Over their dinner together Colonel Atkins had hinted that he knew Edwina to be a bit of a goer. How had he known? Edwina knew she should have felt angry at his impertinence, but somehow war put paid to all that too.
‘I’m not a goer, Colonel Atkins,’ she had finally said, ‘but I do believe in being just a little, what you might call loving to those who know they are about to die. There is nothing wrong with their last memory being of the smell of French scent, the sight of pretty legs in silk stockings, and a pretty girl’s kisses – nothing more. In fact, it should be obligatory for the services to supply them! That is all I have offered our gallant young men. I have beaux, Colonel Atkins, admirers, worshippers, not boyfriends. I am after all an Irish girl. We are not the same as those from here.’
Edwina knew, from the look that Colonel Atkins had given her, that if he could have blushed at her dignified reply, he would have done, but he really was not the blushing type. Instead he allowed his blue eyes to rest on her face as he looked at her over the top of his wine glass. He was more than able to appreciate that Edwina O’Brien was a beautiful woman, and now he could also appreciate that she was an intelligent one. All this was to his advantage.
Of course, the files back at the office had already told him that Edwina O’Brien had never been a goer, but now she had confirmed this he felt both encouraged and disappointed: encouraged because, like so many attractive men of his generation, he enjoyed the thought that not all beautiful women were easy; and disappointed because he was sure, from the look that she had given him, that she was about to spin his idea.
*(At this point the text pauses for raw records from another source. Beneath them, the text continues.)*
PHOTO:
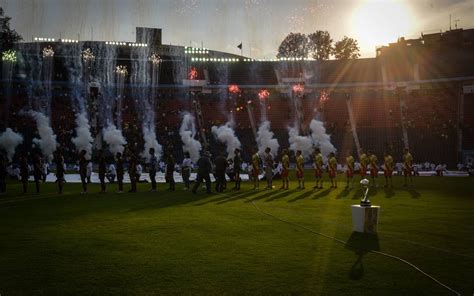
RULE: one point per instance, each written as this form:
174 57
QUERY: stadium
76 99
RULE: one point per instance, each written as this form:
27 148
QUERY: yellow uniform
388 164
373 165
332 167
255 165
350 166
285 161
300 166
318 165
407 163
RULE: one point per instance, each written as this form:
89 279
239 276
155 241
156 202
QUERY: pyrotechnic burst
233 88
263 94
48 52
192 75
323 96
87 55
155 58
298 89
121 70
9 56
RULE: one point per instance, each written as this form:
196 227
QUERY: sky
223 24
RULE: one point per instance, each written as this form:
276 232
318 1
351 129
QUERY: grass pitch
234 243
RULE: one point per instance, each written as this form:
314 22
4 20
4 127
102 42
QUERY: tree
346 49
8 36
320 45
293 46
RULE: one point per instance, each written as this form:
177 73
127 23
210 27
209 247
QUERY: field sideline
235 242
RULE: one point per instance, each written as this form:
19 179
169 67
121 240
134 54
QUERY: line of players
205 167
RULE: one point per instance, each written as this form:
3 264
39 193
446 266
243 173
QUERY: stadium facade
415 93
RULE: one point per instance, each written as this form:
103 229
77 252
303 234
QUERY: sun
379 22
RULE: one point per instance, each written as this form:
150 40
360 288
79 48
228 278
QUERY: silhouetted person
3 174
237 166
152 164
83 170
204 169
37 171
170 164
102 170
132 172
59 162
186 170
24 172
221 167
120 171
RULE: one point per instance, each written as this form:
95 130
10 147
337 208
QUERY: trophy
365 202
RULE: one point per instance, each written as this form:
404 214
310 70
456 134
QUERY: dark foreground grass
179 243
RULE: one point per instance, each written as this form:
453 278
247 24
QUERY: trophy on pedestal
365 202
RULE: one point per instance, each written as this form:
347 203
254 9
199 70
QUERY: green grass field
233 243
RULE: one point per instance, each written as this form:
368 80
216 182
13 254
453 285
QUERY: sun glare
379 22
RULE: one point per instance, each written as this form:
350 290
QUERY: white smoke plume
9 140
187 132
83 139
265 138
114 138
297 142
226 135
47 141
149 136
320 138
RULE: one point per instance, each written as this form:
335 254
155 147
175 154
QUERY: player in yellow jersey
407 166
300 169
388 169
374 168
332 169
285 162
350 170
364 160
318 168
255 169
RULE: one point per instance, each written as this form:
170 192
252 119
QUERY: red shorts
374 172
318 173
299 174
255 172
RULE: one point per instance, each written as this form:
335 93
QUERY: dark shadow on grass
242 195
281 194
322 193
302 196
361 244
344 193
389 192
265 195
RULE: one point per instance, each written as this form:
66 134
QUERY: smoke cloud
9 140
114 138
150 142
47 141
226 135
83 139
187 132
320 138
265 138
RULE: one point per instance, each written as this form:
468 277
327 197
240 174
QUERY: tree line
319 46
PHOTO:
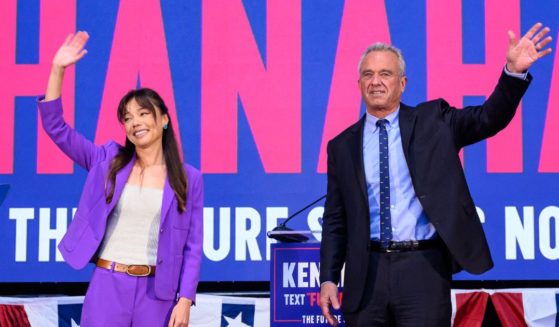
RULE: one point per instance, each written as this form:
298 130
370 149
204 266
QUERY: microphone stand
291 237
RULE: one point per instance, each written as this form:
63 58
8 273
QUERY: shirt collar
392 119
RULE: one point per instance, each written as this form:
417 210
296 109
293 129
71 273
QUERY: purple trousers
117 299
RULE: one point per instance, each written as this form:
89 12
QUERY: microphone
285 234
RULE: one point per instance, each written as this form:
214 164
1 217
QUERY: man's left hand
523 53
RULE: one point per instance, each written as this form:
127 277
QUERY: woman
140 213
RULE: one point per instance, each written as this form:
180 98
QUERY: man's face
381 83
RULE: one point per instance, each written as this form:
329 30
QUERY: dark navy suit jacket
432 135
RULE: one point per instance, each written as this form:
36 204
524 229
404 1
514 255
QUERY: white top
133 227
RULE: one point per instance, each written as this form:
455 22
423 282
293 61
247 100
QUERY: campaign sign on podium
295 285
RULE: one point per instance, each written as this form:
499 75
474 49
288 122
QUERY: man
398 210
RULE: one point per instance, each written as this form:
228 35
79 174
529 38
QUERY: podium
295 280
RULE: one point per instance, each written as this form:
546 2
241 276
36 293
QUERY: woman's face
142 128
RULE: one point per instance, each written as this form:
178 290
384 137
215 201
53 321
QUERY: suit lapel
168 196
356 150
120 181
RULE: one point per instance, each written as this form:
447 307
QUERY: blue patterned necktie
385 223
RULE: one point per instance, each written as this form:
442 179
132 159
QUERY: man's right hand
329 297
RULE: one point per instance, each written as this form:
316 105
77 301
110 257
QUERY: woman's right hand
71 50
68 54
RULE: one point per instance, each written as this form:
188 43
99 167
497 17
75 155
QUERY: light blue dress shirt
409 221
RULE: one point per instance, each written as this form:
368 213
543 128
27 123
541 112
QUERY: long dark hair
149 99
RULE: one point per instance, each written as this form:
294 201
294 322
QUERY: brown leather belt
132 270
404 246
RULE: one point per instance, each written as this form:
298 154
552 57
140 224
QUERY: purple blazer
179 250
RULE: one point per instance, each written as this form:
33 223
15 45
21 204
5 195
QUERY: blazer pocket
74 233
177 267
181 222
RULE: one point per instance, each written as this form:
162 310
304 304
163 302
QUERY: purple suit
179 250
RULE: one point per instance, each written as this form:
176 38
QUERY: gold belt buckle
148 267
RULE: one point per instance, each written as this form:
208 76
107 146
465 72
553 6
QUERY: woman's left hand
181 313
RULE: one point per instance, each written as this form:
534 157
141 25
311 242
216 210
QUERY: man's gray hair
379 46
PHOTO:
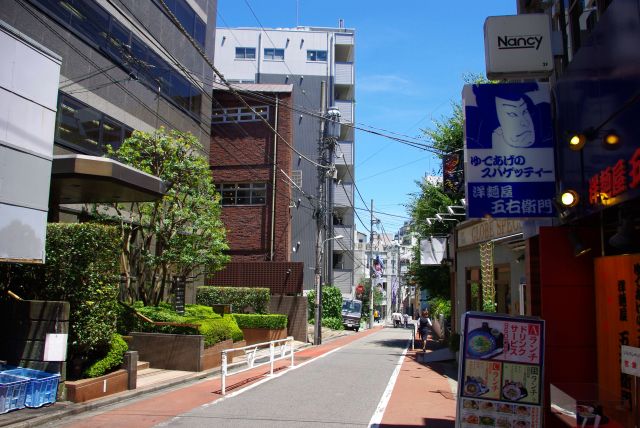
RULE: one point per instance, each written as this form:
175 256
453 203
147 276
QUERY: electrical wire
93 64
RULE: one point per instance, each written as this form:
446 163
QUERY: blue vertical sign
509 151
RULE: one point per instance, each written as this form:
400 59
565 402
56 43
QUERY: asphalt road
340 389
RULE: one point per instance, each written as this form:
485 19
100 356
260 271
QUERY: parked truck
351 313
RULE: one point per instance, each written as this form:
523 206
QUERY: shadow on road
391 343
428 422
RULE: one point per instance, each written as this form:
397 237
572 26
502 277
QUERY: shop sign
617 284
487 230
615 180
630 361
518 46
509 151
433 250
500 378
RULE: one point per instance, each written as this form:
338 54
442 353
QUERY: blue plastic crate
13 392
42 387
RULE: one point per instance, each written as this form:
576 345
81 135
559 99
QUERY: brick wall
295 308
243 152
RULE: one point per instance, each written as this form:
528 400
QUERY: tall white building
305 57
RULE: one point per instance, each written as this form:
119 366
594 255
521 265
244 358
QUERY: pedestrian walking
424 324
396 319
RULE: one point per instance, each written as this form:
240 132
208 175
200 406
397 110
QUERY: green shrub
454 342
333 323
111 361
331 302
212 326
242 299
272 321
440 306
82 268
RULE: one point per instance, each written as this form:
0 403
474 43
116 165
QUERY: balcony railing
343 279
346 242
344 153
344 73
344 39
346 110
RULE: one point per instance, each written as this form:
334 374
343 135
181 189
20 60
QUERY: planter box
83 390
180 352
212 356
258 335
169 351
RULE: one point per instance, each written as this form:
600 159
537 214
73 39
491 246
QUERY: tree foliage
180 233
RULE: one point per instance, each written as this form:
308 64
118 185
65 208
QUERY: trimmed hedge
212 326
242 299
333 323
82 268
111 361
272 321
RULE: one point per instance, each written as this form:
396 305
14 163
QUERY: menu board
500 373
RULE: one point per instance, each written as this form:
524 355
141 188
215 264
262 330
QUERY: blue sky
411 60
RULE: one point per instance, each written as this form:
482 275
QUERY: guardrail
251 352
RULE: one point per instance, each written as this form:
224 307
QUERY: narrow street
344 386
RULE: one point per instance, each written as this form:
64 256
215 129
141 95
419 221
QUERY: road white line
268 378
384 400
253 385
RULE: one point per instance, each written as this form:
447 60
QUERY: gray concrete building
125 65
310 59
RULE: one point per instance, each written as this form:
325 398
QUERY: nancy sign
509 157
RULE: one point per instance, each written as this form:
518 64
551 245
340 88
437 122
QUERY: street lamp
317 331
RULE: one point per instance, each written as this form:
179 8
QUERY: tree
180 233
447 137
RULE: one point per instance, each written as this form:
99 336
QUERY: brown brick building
255 198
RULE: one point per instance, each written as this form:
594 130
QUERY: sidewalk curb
73 409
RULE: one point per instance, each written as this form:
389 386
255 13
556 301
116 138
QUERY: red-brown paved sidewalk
421 396
165 406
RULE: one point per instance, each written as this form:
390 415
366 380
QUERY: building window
473 289
86 129
243 193
188 18
91 23
239 114
271 54
296 177
245 53
317 56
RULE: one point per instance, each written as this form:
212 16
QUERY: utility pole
320 221
399 290
371 294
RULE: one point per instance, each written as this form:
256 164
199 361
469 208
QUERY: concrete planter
258 335
83 390
180 352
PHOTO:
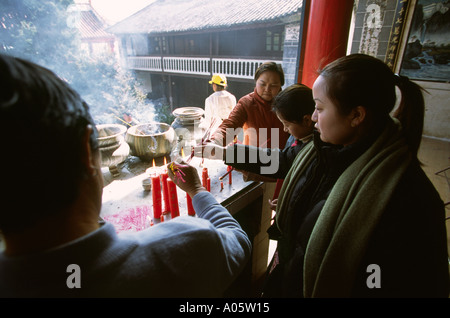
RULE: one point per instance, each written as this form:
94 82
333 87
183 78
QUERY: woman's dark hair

However it was, and whatever she thought of him,
he was proved right, for the dinner had finally ended with Edwina turning down his proposed offer.
Colonel Atkins had taken it very well, stating calmly that he had thought she might react as she had, and that being so, he would never mention the matter again. He would wait for her to come back to him if she changed her mind. After which he had called for another bottle of wine, and they had fallen to talking about the good old days in Ireland, when it seemed he had known Edwina’s esteemed grandmother, and had stayed at Clonakilty Castle – not, he was forced to confess, that he could remember a great deal of it.
‘Hunting all day and drinking all night rather puts paid to the memory, you know.’
Edwina had laughed at that, and been surprised too, because she somehow could not imagine Colonel Atkins having been young and drunk, but she did not say as much.
Oh, but where was Robert?
An American officer stopped momentarily and stared at her admiringly. Edwina stared right back. Look your fill, her glance said, but I have what, I believe you would call ‘a date’.
She moved off into the thick of the people milling about the foyer. It was a miracle that during the recent air raids the Savoy had not yet been hit. The Dorchester was actually proving to be the most popular of the London hotels, because it was rumoured, rightly or wrongly, that it had concrete foundations, or some such idiocy. As if that would make any difference if it took a direct hit! But nevertheless all the old dowagers, and God knows who else, now crowded its basement every night, carrying Dorothy bags filled with their precious jewels. As if jewellery would make any difference when you were dead.
The truth was Edwina had never before been in love, until now. So, much as she did not regret being the comfort of first Tom and then Ben, her heart had not been captured by either of them. No, her wild Irish heart had, for some reason best known to the gods, been stolen by beloved Robert.